You can dive into the depths of structuring the AI supply chain here. Meanwhile, let’s consider why this supply chain is so important. 

Why AI needs a supply chain

A structured approach to managing models, data, interfaces, and tooling, through standardization and governance, means enterprises can avoid vendor lock-in, security risks and operational complexity. In its place, the supply chain gives you agility and control. It also delivers far greater ability for your enterprise to adapt as AI evolves, which it continues to do apace

The benefits of a robust AI supply chain

Let’s explore the benefits of a robust AI supply chain in a little more depth. 

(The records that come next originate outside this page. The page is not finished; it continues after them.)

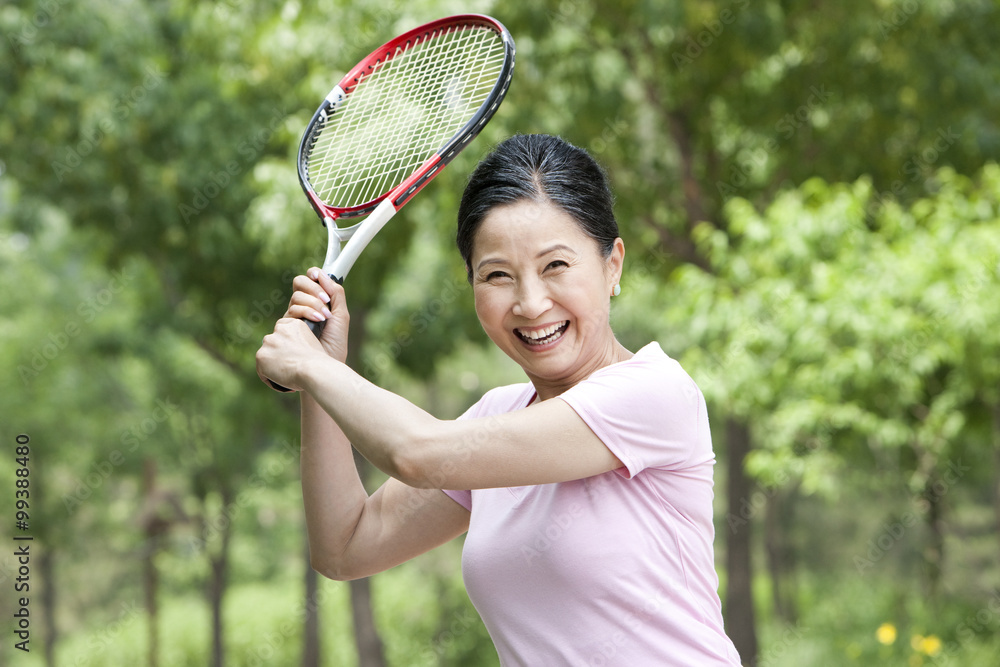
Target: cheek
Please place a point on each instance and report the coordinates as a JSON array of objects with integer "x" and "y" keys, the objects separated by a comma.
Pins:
[{"x": 489, "y": 308}]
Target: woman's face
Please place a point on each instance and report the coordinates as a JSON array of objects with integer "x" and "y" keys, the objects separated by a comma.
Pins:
[{"x": 542, "y": 291}]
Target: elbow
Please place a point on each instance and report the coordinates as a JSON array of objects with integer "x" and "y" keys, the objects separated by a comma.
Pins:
[
  {"x": 420, "y": 462},
  {"x": 334, "y": 570}
]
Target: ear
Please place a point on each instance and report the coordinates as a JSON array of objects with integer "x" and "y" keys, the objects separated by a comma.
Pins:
[{"x": 615, "y": 263}]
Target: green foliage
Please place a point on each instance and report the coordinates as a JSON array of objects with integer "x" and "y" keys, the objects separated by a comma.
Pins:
[{"x": 811, "y": 208}]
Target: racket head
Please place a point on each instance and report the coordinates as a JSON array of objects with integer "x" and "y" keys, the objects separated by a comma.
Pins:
[{"x": 403, "y": 113}]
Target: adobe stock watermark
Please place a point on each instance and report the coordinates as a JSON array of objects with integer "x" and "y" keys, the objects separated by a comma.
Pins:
[
  {"x": 121, "y": 109},
  {"x": 131, "y": 439},
  {"x": 249, "y": 148},
  {"x": 741, "y": 171},
  {"x": 983, "y": 622},
  {"x": 87, "y": 311},
  {"x": 255, "y": 483},
  {"x": 379, "y": 361},
  {"x": 897, "y": 16},
  {"x": 915, "y": 166},
  {"x": 697, "y": 44},
  {"x": 890, "y": 533}
]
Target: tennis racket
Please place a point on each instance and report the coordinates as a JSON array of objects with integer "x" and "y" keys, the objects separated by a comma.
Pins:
[{"x": 393, "y": 122}]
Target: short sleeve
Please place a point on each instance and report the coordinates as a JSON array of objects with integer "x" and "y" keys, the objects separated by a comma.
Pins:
[
  {"x": 463, "y": 498},
  {"x": 647, "y": 411}
]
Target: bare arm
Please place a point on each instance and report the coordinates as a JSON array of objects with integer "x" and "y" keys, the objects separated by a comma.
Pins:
[
  {"x": 547, "y": 442},
  {"x": 353, "y": 535}
]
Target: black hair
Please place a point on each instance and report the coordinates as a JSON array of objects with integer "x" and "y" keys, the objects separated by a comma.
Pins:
[{"x": 539, "y": 167}]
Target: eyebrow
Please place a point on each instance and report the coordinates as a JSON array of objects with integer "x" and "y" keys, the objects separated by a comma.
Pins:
[{"x": 546, "y": 251}]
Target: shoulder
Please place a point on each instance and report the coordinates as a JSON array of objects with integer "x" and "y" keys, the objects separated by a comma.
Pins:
[{"x": 651, "y": 375}]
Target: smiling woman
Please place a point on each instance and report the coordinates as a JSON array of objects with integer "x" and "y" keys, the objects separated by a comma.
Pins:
[{"x": 586, "y": 492}]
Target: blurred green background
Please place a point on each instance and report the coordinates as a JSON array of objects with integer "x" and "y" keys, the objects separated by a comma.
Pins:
[{"x": 810, "y": 199}]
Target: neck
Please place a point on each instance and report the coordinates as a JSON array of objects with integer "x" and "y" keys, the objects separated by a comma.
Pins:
[{"x": 613, "y": 353}]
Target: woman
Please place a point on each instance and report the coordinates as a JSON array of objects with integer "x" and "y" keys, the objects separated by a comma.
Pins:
[{"x": 586, "y": 493}]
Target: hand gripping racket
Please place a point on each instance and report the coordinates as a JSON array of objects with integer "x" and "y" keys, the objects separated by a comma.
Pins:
[{"x": 394, "y": 121}]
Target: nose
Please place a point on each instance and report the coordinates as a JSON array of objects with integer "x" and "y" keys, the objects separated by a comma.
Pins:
[{"x": 532, "y": 299}]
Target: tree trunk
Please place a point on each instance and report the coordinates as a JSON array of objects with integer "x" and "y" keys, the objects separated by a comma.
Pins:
[
  {"x": 310, "y": 634},
  {"x": 150, "y": 579},
  {"x": 46, "y": 576},
  {"x": 779, "y": 561},
  {"x": 366, "y": 637},
  {"x": 996, "y": 469},
  {"x": 740, "y": 623},
  {"x": 219, "y": 563}
]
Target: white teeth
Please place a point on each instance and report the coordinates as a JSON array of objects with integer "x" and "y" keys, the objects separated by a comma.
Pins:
[{"x": 538, "y": 336}]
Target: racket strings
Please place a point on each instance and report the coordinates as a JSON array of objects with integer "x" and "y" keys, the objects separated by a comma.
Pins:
[{"x": 398, "y": 115}]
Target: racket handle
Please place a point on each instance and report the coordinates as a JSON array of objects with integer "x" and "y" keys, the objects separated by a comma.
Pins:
[{"x": 316, "y": 328}]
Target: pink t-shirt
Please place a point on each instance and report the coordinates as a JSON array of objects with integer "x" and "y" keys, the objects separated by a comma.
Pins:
[{"x": 616, "y": 569}]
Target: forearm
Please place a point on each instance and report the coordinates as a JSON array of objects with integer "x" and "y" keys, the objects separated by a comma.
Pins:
[
  {"x": 332, "y": 492},
  {"x": 382, "y": 426}
]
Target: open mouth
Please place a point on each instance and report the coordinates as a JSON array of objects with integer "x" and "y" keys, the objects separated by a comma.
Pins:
[{"x": 545, "y": 335}]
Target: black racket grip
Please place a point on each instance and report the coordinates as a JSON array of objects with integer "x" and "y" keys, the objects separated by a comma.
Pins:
[{"x": 316, "y": 328}]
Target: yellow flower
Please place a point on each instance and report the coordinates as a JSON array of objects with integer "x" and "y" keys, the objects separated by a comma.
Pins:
[
  {"x": 886, "y": 633},
  {"x": 930, "y": 645}
]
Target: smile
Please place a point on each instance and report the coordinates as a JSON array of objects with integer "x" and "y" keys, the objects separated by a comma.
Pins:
[{"x": 544, "y": 335}]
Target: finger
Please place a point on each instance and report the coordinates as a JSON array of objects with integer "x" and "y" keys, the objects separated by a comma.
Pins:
[
  {"x": 308, "y": 285},
  {"x": 330, "y": 286}
]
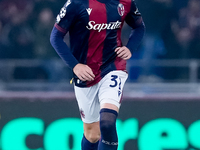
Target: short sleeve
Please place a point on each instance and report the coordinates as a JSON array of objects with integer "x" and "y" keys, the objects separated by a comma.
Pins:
[{"x": 134, "y": 17}]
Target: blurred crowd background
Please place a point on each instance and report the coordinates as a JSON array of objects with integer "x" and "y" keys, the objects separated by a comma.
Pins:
[{"x": 172, "y": 33}]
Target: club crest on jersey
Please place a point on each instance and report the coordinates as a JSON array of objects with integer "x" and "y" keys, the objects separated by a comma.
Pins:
[
  {"x": 121, "y": 9},
  {"x": 63, "y": 12}
]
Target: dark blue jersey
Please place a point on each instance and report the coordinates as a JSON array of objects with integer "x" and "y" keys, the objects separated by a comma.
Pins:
[{"x": 95, "y": 28}]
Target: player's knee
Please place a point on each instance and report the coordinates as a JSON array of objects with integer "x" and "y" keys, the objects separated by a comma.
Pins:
[
  {"x": 107, "y": 121},
  {"x": 93, "y": 138},
  {"x": 106, "y": 125}
]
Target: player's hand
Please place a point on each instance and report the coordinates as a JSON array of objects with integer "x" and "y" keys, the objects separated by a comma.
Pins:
[
  {"x": 123, "y": 52},
  {"x": 84, "y": 72}
]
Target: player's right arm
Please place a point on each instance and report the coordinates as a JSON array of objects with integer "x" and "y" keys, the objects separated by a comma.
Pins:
[{"x": 64, "y": 21}]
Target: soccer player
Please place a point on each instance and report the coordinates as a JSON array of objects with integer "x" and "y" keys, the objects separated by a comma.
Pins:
[{"x": 98, "y": 60}]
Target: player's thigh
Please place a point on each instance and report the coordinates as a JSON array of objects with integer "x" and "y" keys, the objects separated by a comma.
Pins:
[
  {"x": 111, "y": 87},
  {"x": 88, "y": 103}
]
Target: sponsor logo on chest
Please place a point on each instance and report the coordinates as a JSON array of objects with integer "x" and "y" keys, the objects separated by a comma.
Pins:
[{"x": 92, "y": 25}]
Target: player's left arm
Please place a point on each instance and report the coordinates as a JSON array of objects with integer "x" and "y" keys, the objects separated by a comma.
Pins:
[{"x": 135, "y": 21}]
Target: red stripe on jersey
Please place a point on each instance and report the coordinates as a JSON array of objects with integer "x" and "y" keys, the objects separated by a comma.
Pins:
[
  {"x": 96, "y": 40},
  {"x": 60, "y": 29},
  {"x": 120, "y": 63}
]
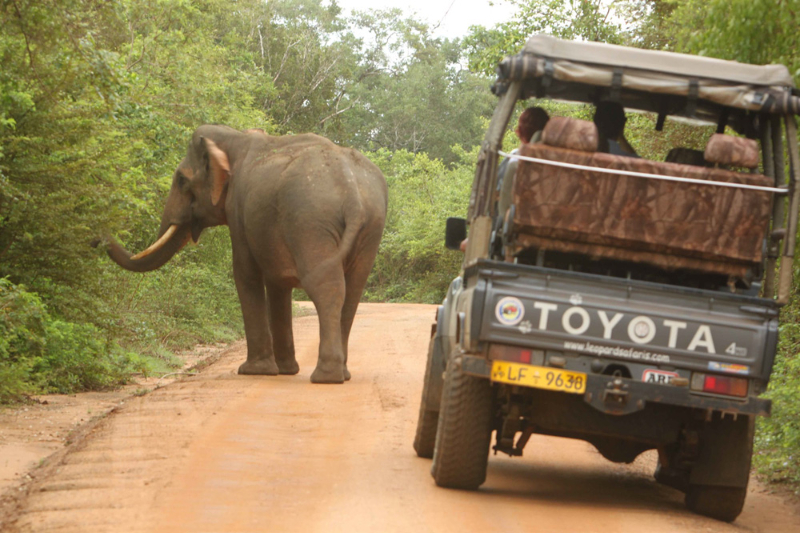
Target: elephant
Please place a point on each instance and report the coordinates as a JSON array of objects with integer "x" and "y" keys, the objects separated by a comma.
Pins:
[{"x": 301, "y": 211}]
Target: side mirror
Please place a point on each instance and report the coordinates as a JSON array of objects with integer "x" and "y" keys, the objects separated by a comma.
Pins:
[{"x": 455, "y": 233}]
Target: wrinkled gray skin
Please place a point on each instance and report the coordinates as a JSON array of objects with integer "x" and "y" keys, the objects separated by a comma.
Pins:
[{"x": 302, "y": 212}]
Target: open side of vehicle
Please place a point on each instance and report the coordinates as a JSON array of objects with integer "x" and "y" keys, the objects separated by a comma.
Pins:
[{"x": 629, "y": 303}]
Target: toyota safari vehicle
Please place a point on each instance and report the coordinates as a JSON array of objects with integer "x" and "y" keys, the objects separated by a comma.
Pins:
[{"x": 627, "y": 302}]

  • Flexibility: Swappable model and vendor layers through standardized APIs and tooling provide you with vendor choice instead of vendor lock-in.
  • Confidence: Strong governance ensures trusted outputs and secure data use. It provides a solid foundation for innovation, agility and creativity.
  • Changeability: AI is evolving fast. A supply chain that makes it easier for you to pivot to new models without rebuilding everything means you can keep up.
  • Composability: Interoperability fosters innovation, as examples like Android or open banking so ably demonstrate. Standards that support easier composability (MCP, A2A, Arazzo) empower you to innovate fast.
  • Enhanced, standardized, observable security: AI models that operate like black boxes mean enterprises often can’t trace how outputs were generated, while the supply chain can help counter this. 
  • Efficiency: A robust supply chain helps avoid siloed AI adoption and departments using incompatible tools (with all the associated duplicated effort, increased cost and inconsistent outcomes).

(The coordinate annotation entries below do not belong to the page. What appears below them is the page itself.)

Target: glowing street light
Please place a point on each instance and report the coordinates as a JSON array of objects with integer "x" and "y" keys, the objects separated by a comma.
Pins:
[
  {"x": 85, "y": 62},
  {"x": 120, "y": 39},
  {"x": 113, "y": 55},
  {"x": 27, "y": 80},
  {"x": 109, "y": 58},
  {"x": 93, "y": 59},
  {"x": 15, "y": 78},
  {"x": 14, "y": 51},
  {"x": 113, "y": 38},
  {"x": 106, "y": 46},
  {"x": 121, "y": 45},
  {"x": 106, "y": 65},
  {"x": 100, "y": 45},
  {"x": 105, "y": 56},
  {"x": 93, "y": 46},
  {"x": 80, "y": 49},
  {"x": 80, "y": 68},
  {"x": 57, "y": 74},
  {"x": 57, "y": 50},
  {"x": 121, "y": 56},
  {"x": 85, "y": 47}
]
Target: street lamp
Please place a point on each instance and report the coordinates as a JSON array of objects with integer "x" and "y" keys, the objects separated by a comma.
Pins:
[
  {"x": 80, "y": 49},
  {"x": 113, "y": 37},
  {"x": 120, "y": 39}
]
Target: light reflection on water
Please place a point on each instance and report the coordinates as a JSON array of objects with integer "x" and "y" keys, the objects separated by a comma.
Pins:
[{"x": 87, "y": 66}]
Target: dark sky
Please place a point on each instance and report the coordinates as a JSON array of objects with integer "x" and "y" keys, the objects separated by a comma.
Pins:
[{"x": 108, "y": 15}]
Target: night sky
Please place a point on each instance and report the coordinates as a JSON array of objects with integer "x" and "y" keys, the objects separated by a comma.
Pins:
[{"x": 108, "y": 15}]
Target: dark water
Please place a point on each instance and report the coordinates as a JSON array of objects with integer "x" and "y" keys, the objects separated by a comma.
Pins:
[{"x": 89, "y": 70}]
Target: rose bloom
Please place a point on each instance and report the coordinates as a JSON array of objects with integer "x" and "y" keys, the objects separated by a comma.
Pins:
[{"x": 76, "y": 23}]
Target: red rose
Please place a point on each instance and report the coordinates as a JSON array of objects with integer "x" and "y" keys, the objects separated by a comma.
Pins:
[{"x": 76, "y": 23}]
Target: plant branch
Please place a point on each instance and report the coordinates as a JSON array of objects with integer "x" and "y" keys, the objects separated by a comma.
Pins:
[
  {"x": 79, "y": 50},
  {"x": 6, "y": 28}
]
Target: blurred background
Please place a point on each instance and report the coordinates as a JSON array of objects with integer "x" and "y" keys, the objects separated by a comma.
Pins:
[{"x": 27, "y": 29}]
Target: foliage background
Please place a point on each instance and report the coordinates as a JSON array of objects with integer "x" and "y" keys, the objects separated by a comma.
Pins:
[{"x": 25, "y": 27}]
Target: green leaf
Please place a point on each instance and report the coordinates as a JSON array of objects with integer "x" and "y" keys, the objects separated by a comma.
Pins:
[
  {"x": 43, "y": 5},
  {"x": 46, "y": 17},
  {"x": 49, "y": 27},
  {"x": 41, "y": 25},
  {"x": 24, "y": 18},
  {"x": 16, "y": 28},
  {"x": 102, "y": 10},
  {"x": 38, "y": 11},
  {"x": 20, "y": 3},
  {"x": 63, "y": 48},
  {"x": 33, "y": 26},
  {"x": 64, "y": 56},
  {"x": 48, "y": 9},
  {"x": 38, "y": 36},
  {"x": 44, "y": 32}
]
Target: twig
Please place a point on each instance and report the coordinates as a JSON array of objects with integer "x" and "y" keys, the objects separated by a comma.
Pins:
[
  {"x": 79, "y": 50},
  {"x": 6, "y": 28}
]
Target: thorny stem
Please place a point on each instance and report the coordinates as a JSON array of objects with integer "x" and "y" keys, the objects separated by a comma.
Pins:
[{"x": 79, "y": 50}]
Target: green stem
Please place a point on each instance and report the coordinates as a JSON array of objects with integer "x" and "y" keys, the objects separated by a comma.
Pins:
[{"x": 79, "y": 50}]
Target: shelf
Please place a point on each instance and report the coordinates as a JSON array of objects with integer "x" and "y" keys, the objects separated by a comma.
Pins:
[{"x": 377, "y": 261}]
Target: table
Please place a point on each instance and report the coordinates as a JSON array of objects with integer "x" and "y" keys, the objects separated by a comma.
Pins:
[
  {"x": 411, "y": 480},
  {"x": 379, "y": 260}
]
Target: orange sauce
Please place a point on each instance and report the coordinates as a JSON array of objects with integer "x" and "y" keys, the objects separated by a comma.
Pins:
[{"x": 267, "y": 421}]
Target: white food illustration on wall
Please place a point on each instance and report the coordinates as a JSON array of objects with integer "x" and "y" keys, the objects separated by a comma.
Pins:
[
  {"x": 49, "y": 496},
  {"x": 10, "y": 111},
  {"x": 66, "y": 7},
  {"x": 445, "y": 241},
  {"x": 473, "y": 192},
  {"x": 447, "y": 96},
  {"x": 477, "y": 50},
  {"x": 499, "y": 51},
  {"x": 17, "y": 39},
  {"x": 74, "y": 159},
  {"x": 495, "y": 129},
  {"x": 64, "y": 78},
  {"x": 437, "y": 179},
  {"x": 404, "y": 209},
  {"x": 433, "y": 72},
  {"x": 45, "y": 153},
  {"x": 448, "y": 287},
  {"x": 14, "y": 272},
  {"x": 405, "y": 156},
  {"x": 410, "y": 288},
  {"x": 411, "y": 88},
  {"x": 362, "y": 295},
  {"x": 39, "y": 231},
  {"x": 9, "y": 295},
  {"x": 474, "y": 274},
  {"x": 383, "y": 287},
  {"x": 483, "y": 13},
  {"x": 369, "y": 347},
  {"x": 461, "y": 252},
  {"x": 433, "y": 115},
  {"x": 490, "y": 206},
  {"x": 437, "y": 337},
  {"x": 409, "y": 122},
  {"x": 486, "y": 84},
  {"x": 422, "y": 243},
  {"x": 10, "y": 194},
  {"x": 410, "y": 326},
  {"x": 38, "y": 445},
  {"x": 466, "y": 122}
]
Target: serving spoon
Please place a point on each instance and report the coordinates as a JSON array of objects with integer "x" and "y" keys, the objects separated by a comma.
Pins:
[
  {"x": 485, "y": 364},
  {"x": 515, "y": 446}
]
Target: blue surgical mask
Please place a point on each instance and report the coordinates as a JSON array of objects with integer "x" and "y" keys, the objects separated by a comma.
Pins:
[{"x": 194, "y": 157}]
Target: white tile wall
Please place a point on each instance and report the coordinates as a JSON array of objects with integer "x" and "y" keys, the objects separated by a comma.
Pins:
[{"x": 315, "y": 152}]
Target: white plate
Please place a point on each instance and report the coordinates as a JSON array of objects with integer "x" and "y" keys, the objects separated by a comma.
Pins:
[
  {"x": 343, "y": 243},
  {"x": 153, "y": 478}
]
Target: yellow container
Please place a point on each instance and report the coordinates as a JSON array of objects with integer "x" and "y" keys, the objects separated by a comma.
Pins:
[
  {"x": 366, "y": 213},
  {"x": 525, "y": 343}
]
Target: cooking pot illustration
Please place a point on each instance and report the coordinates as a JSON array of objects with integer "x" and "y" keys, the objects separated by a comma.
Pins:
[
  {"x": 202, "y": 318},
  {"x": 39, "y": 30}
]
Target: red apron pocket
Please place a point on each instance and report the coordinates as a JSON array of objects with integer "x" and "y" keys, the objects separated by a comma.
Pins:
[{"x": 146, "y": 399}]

Why API governance matters to the AI supply chain

APIs power every step in the AI supply chain, from input to inference to action. You need APIs to bring everything together, from feeding data into your model to enabling efficient agentic AI. As standardization grows – and efforts such as Anthropic’s Model Context Protocol (MCP) are early signs of this – APIs will be crucial to success of AI as a modular ecosystem that can scale safely and competitively. 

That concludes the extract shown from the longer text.